A satellite view of the Moriah Shock Incarceration Correctional Facility complex. (Photo courtesy of Google Earth)
MORIAH — The Adirondack Council is championing a plan to reuse the former Moriah Shock Incarceration Correctional Facility property in Mineville, in Essex County, for affordable housing and for a training facility for conservation careers.
“The (Adirondack) Park has a great need for affordable housing for people who live and work in the Adirondacks full time, including forest rangers, trails crews and summer help,” the Adirondack Council, an environmental organization, said in a news release. “Meanwhile, New York needs training facilities for a new generation of conservation personnel, including a Civilian Conservation Corps to cope with record-breaking visitor levels and to carry out the Climate Leadership and Community Protection Act.”
Adirondack Council officials, along with Moriah Supervisor Thomas Scozzafava, area state legislators and a representative of the Adirondack Mountain Club will discuss details of the proposal and the need for the project at a news conference Tuesday morning at the site of the correctional facility.

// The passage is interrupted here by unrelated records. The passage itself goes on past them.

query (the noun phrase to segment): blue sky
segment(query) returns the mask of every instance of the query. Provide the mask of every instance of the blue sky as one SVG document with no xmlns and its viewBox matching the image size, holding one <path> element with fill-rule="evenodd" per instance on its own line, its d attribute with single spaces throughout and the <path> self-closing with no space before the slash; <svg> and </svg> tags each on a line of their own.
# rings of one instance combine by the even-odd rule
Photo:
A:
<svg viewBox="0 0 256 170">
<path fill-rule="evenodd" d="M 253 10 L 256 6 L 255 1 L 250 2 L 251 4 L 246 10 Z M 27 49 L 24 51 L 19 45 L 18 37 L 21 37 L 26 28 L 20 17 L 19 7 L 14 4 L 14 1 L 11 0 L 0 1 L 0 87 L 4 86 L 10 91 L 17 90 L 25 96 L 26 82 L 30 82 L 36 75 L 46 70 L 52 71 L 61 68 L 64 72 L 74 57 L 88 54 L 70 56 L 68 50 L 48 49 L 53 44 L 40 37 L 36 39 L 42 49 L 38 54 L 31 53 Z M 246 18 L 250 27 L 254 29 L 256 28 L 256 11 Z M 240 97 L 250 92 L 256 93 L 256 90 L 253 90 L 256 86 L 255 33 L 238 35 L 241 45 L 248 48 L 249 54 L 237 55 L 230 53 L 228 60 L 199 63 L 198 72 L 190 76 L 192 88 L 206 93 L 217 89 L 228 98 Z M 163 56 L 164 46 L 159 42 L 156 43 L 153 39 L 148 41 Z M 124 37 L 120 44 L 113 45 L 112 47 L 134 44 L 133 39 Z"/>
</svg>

“They bring a use for the facility. Whether it will ever happen remains to be seen,” Scozzafava said in a telephone interview on Monday.
He said that if nothing else, it will bring attention to the need to reuse the facility, formerly a boot camp-style program for non-violent offenders, which the state closed in March.
“If they can get the governor’s attention on the importance of this facility, it’s more than I could do,” he said.
Scozzafava said he hopes the Adirondack Council will be able to convince Gov. Kathy Hochul to tour the facility and learn firsthand about economic challenges the town faces.
The shock camp was one of six correctional facilities statewide that the state Department of Corrections and Community Supervision closed in March.
A state commission is working on reuse plans for these and other previously closed state correctional facilities.
Before the closing, Scozzafava, state Sen. Dan Stec, R-Queensbury, and Assemblyman Matt Simpson, R-Horicon, proposed reusing the facility as an alternative sentencing program that counties could send incarcerated individuals to, but that proposal never gained traction.
Scozzafava said since the closing he has spoken with Empire State Development Corp. representatives and members of the reuse commission about several concepts, such as using the facility as a specialized correctional facility for elderly incarcerated individuals, but none of his ideas have gained support.
Scozzafava said he is pleased that the state Department of Corrections and Community Supervision has continued to maintain the facility.
“They have kept the lights on,” and kept an employee assigned to the facility to monitor the property and provide security, he said.